Kombinasi Kegiatan Masjid dengan Teknologi Informasi 

Menurutnya, masjid juga cocok untuk kegiatan komersil. Yaitu dengan menyediakan tempat bagi pedagang kecil di sekitar masjid. Hal tersebut justru menunjukan kegiatan yang menyentuh rakyat.Kemudian terkait iMasjid itu sendiri, ICMI dan rekanannya itu ingin mengkombinasikan antara kegiatan masjid dengan tekonologi informasi. Kegiatan, pembelajara, ataupun kajian tersebut dapat diakses dan disebarkan dengan menggunakan internet. Sehingga dapat dipelajari bersama. “Ada proses pendidikan disana,” kata Ilham.

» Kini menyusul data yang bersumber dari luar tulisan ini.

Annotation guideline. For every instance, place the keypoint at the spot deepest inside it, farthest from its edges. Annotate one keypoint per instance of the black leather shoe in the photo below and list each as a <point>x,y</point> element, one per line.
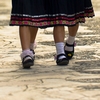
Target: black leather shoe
<point>63,61</point>
<point>27,62</point>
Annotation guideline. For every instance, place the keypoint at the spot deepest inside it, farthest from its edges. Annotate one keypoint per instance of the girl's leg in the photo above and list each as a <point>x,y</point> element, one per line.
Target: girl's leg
<point>27,56</point>
<point>69,47</point>
<point>59,35</point>
<point>33,32</point>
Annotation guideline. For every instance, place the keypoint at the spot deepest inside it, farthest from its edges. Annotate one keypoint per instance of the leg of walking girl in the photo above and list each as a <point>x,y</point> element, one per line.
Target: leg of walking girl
<point>27,56</point>
<point>69,46</point>
<point>59,35</point>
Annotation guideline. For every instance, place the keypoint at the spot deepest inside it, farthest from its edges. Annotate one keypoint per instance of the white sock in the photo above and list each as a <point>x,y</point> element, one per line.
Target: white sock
<point>25,53</point>
<point>60,49</point>
<point>33,45</point>
<point>70,41</point>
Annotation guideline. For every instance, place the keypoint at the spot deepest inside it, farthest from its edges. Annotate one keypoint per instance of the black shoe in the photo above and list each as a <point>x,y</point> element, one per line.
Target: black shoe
<point>29,62</point>
<point>32,51</point>
<point>63,61</point>
<point>69,54</point>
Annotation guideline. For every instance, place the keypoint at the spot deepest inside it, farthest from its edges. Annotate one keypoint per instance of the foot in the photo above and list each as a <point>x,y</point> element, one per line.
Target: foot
<point>69,54</point>
<point>27,60</point>
<point>63,61</point>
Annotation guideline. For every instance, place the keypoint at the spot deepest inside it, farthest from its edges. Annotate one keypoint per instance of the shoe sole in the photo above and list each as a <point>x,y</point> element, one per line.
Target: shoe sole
<point>63,63</point>
<point>27,65</point>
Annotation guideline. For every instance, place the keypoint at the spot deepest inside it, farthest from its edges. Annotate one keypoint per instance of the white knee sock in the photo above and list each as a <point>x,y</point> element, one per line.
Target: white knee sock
<point>25,53</point>
<point>60,49</point>
<point>33,45</point>
<point>70,41</point>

Lalu dari sisi komersialnya, teknologi informasi itu bisa dijadikan sebagai tempat pemasaran atau transaksi komersial. Saat ini internet memegang peranan penting dalam dunia bisnis.Dengan ada iMasjid ini diharapakan setiap mempunyai akses dan fasilitas yang menunjang, serta keberadaan manajer IT. Manajer IT ini bisa juga mengajarkan penggunaan teknologi informasi itu, sehingga akan jauh lebih bermanfaat.

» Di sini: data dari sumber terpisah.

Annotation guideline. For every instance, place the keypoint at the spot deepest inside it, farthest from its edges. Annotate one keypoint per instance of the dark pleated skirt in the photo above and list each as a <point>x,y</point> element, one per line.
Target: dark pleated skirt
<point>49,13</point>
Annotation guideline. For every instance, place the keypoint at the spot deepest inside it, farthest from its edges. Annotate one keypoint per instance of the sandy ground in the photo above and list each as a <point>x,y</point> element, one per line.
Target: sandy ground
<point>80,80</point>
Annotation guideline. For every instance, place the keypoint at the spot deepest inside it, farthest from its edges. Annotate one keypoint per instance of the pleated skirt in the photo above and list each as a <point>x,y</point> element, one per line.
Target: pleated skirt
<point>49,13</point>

Saat ini, untuk melancarkan pilot project itu, ICMI dan beberapa organisasi yang lain sedang mengidentifikasi daerah dan masjid-masjid mana saja yang akan digunakan untuk rencana ini. Proyek ini akan dimulai di beberapa masjid terlebih dahulu, untuk melihat seberapa bermanfaat teknologi tersebut. “Kalau ini bagus baru mungkin bisa jadi program nasional. Jangan masal dulu kalau belum bagus,” ujar Ilham.